Ela vive na comunidade Nova Brasília de Itapuã há mais de cinco décadas. Mãe Cacau de Sobô, como é conhecida, é filha do terreiro Mina Jeje Guerebetā Gumé Sogboadã. A religiosa reforça o caráter sagrado do espaço e a obrigatoriedade de preservação.

“É por eles, é com eles e é por conta desses espaços que nós sobrevivemos. Uma vez que não temos espaços sagrados, também nossas religiosidades não poderiam existir. Em todos esses espações sagrados em Salvador, a religião de base foi candomblecista. Não havia ainda as religiões evangélicas. O que podemos, infelizmente, concluir, é que essas religiões começaram a partir para cima dos nossos espaços sagrados, porque isso faz parte da luta deles para tentar destruir as religiões dos povos oriundos de África.”

Mãe Jaciara Ribeiro, do terreiro da nação Ketu/Nagô Ilê Axé Abassá de Ogum, que também fica em Itapuã, explica que a natureza é fundamental para o Candomblé. Ela representa o próprio axé, energia sagrada essencial e responsável pela harmonia e pela prosperidade do mundo. 

“Cada orixá tem uma força muito importante da natureza. Oxum os rios, os lagos, as nascentes, as fontes. Oxossí as matas, a plantação, as árvores sagradas. Durante esses anos todos, é o povo do Candomblé que cultua sem impacto ambiental a essas entidades que moram nesses espaços. Para nós, ver outro segmento religioso cometer o racismo ambiental, o racismo religioso e a degradação desses espaços é muito doloroso.”
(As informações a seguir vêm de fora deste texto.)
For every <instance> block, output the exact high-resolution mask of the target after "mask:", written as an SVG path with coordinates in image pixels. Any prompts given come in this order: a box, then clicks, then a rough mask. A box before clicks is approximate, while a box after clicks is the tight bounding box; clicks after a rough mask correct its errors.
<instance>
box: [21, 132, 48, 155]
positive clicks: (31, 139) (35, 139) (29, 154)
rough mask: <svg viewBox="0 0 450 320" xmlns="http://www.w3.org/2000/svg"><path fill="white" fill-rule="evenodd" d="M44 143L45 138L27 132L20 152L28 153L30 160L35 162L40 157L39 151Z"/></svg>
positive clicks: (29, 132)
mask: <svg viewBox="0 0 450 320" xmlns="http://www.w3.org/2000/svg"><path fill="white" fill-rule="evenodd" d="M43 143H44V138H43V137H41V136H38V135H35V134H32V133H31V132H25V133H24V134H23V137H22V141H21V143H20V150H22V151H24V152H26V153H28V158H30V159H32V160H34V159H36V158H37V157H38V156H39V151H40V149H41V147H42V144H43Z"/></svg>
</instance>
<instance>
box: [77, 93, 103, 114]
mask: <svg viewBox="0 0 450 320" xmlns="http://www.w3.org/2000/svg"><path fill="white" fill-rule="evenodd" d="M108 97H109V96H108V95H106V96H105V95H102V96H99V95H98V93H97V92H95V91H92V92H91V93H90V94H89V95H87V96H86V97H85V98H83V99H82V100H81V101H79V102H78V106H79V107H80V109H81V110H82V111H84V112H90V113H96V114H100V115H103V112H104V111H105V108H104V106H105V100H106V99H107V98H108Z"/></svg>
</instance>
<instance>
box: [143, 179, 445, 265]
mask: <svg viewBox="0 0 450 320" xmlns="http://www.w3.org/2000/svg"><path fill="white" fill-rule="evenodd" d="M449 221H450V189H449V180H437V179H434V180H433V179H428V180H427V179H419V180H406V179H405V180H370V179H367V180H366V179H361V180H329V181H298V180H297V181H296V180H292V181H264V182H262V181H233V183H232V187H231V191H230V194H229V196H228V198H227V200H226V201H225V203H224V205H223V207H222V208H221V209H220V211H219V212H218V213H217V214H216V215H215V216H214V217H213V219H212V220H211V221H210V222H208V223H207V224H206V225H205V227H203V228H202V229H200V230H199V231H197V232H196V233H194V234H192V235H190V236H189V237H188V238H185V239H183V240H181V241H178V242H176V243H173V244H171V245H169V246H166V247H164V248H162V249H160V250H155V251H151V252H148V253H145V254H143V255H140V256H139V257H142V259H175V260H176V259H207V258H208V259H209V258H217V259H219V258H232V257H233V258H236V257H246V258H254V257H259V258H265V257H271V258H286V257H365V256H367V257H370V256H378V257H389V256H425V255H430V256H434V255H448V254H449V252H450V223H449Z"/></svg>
Jaciara é filha de Oxum, a orixá das águas doces muito presente no Abaeté. Para ela, o Abaeté “é a morada de Oxum, é a morada de Oxossi, é onde está toda a força do encantamento da ancestralidade que nós cultuamos. Em nome de todas as mulheres e homens arrancados na diáspora da África, chegando aqui em condição de escravos, hoje tentamos proteger esse espaço. Cuidar, proteger, replantar essa área, de grande importância para o universo, é também perpetuar o sagrado.”

Outro lado

A Prefeitura de Salvador foi procurada para comentar o assunto, mas disse que o tema é de responsabilidade do governo estadual, por meio do Instituto do Meio Ambiente e Recursos Hídricos (Inema). O órgão não respondeu aos questionamentos enviados pelo Brasil de Fato por e-mail.